A longstanding barrier in genome engineering with CRISPR-Cas9 has been the inability to characterize editing outcomes at single-cell resolution. We present "Superb-seq", a new scRNA-seq method that measures on-target and off-target genome edits and associated transcriptomes. In contrast to Perturb-seq that captures single-cell guide information, Superb-seq directly captures single-cell edit profiles by T7 in situ transcription. We demonstrate and validate this method through two Superb-seq experiments in 30,000 cells of three cell types, amplicon sequencing (rhAmpSeq), and bulk RNA-seq.

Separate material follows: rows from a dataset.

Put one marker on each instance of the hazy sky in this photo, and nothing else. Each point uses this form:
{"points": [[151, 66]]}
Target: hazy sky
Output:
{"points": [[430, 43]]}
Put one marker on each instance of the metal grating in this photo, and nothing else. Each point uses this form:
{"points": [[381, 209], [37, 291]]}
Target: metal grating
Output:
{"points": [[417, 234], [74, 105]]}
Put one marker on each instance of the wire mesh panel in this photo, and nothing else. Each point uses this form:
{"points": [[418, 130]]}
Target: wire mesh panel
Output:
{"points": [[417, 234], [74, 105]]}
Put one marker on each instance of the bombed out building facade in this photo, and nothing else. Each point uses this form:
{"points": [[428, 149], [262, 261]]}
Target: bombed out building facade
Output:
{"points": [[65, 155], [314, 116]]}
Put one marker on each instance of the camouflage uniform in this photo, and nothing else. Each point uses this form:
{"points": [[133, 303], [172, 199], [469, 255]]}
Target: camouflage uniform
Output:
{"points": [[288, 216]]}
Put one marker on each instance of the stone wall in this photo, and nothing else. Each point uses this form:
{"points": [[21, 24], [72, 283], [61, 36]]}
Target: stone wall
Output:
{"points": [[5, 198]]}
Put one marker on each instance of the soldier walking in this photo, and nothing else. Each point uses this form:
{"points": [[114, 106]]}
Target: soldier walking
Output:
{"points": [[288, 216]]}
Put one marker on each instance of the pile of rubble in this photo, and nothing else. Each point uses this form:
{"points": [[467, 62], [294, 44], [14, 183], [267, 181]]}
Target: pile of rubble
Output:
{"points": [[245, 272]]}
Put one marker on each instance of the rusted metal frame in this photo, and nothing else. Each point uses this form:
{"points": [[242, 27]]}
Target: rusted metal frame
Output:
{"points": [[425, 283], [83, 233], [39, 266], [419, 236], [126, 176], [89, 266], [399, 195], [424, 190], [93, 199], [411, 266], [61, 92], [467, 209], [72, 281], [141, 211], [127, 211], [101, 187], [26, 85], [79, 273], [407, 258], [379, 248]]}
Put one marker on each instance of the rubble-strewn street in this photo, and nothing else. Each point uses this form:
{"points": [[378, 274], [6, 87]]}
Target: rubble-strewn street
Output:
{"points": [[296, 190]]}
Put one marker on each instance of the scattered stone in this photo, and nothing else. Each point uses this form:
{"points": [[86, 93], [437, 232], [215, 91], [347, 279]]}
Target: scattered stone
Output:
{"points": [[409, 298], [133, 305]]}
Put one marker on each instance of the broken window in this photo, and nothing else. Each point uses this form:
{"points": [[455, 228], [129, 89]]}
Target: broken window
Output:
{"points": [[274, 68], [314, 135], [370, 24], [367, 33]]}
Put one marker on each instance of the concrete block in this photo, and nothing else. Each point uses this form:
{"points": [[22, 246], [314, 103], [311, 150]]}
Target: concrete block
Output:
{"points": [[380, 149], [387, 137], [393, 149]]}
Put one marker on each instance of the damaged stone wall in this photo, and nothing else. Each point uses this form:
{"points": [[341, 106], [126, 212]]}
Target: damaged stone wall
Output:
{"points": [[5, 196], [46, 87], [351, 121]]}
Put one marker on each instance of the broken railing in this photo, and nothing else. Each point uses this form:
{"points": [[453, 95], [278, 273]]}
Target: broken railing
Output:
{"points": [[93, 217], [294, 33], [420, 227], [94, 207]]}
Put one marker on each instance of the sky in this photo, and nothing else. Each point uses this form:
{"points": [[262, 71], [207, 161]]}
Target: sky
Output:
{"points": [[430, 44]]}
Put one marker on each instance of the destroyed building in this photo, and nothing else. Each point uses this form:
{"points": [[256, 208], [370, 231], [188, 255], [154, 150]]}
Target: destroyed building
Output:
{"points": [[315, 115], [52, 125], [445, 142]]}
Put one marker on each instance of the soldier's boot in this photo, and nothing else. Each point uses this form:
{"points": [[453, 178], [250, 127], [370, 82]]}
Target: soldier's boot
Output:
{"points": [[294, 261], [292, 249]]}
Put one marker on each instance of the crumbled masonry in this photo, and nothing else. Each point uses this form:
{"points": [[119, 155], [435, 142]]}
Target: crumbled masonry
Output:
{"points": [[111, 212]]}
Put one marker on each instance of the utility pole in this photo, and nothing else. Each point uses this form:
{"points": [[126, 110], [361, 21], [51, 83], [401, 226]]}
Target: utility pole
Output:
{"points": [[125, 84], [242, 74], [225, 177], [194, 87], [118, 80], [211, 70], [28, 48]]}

Superb-seq uses off-the-shelf kits, standard laboratory equipment, and requires no virus, which will improve CRISPR screens in diverse tissues and functional characterization of CRISPR therapeutics. Overall design: RNA-seq was performed on two sets of three human nuclei samples, one set per target site and cell type pair (CTLA4 in Jurkat, B2M in K562). For each set, first was a control sample with mock in situ transcription (no T7 RNA polymerase). Second was another control sample with CRISPR-Cas9 RNP only (no T7 promoter) and in situ transcription. Third was a test sample with both CRISPR-Cas9 RNP and T7 promoter, and in situ transcription. Two technical replicate libraries per sample.